ナナフシ食草ノオト(9 )クサイチゴ

 ゴールデンウィーク中にナナフシモドキ採集に行ったときに、山道の傍でクサイチゴの群落を見つけた。クサイチゴはバラ科の落葉低木だが、背の高さは30cm位と低く、木というよりも草のように見える。

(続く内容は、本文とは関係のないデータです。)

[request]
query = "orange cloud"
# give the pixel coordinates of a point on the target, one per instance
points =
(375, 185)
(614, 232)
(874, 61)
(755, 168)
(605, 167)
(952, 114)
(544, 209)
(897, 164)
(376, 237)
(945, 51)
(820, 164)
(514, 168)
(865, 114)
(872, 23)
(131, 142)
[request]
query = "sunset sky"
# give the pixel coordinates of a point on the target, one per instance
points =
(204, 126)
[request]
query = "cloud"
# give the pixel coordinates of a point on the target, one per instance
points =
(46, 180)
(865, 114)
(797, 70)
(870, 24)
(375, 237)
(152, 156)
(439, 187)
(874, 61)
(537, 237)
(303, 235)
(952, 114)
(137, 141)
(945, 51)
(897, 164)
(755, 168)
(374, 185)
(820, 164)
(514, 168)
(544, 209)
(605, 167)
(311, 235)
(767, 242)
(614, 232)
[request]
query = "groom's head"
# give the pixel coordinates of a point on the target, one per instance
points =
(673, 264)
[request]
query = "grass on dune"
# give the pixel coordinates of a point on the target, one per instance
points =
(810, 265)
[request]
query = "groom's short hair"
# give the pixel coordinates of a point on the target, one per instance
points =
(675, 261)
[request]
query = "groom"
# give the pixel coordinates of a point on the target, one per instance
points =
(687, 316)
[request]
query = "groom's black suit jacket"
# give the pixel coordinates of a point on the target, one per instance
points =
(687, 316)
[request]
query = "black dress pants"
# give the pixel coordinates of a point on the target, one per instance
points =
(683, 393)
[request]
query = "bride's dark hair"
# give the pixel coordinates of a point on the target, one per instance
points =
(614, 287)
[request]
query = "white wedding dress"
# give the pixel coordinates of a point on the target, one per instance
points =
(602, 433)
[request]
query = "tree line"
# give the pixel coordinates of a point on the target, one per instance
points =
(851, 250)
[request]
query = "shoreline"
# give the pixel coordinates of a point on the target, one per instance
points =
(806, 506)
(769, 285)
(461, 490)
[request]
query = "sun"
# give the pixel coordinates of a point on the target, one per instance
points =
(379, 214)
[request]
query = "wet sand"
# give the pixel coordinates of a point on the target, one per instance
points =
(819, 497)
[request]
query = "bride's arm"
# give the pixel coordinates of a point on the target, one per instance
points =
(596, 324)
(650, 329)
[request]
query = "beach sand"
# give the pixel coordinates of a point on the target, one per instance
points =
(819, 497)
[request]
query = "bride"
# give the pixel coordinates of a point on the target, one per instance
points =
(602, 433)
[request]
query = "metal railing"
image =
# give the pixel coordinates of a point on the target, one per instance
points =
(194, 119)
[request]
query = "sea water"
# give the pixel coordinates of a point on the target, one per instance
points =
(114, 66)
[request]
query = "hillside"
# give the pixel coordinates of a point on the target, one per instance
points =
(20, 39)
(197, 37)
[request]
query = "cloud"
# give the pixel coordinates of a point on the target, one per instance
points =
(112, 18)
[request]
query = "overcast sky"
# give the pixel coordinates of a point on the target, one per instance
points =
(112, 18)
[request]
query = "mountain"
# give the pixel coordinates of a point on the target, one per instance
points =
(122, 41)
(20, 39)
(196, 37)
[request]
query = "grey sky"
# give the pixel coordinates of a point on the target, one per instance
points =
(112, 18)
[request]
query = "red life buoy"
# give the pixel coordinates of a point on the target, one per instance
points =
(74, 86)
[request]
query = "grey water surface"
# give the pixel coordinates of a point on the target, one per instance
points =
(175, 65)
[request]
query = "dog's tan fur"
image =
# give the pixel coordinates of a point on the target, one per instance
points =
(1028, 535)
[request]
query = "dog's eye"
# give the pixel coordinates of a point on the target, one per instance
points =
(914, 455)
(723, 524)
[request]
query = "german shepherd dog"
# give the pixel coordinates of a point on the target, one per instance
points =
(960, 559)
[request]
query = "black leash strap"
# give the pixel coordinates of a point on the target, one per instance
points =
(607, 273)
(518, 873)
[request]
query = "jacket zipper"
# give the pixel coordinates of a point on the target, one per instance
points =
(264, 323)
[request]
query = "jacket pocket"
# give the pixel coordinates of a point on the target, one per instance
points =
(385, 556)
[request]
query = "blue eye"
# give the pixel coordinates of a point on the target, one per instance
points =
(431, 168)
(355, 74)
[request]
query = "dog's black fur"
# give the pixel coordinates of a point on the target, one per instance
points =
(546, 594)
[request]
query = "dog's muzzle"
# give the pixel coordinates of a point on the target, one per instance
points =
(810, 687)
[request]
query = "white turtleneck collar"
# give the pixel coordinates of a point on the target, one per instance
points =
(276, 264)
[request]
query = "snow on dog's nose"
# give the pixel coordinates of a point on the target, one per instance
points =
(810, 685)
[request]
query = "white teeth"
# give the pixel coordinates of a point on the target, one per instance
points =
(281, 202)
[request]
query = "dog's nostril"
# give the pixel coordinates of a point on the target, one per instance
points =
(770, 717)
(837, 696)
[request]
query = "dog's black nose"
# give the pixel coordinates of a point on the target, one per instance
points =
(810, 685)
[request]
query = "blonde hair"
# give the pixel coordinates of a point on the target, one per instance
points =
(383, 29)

 葉も草のような質感で比較的柔らかくて、3-5枚の小さな葉(小葉)が集まって出来ている。一番先端の小葉(頭小葉という)が他の小葉より大きいのが特徴。
 
 クサイチゴは美しい白い花を咲かせていた。比較的大きな花なので、春の山ではかなり目立つ。花びらは1週間程度で落ちてしまうようだ。初夏には赤橙色の果実ができ、味がよいとのことなので、ぜひ食べてみたい。
  

 クサイチゴはナナフシのとてもよい食草だ。トゲナナフシ・アマミナナフシともに、クサイチゴの葉をよく食べる。これは、クサイチゴの葉が柔らかく食べやすいからではないかと思う。また、日持ちが比較的よいのもクサイチゴの長所。オアシスに挿しておけば、1-2週間は萎れない。
  
 クサイチゴの葉や茎が柔らかいために困ることもある。茎が柔らかいので、ナナフシが葉よりも先に茎を齧り始めることがあるのだ。茎を先に食べてしまうと、その先の葉が落ちてしまうので無駄が多くなる。

 現在、クサイチゴを鉢植えと水耕の2つの方法で育てているが、水耕栽培でも結構育ちそうな感触がある。寒さにも強いようだし、背が低く栽培スペースをとらないので、冬には室内水耕栽培をしてナナフシ食草として使おうと考えている。
  写真右クサイチゴ、左モミジイチゴ 

 なお、クサイチゴから園芸用の栽培品種もつくられている。マイラビット・湘南キイチゴ・プチルビーは、クサイチゴ系のキイチゴだ。なかでもプチルビーはとても大きな実を付ける面白い品種だ。近くのショップで販売されていたので、いずれ栽培してみよう。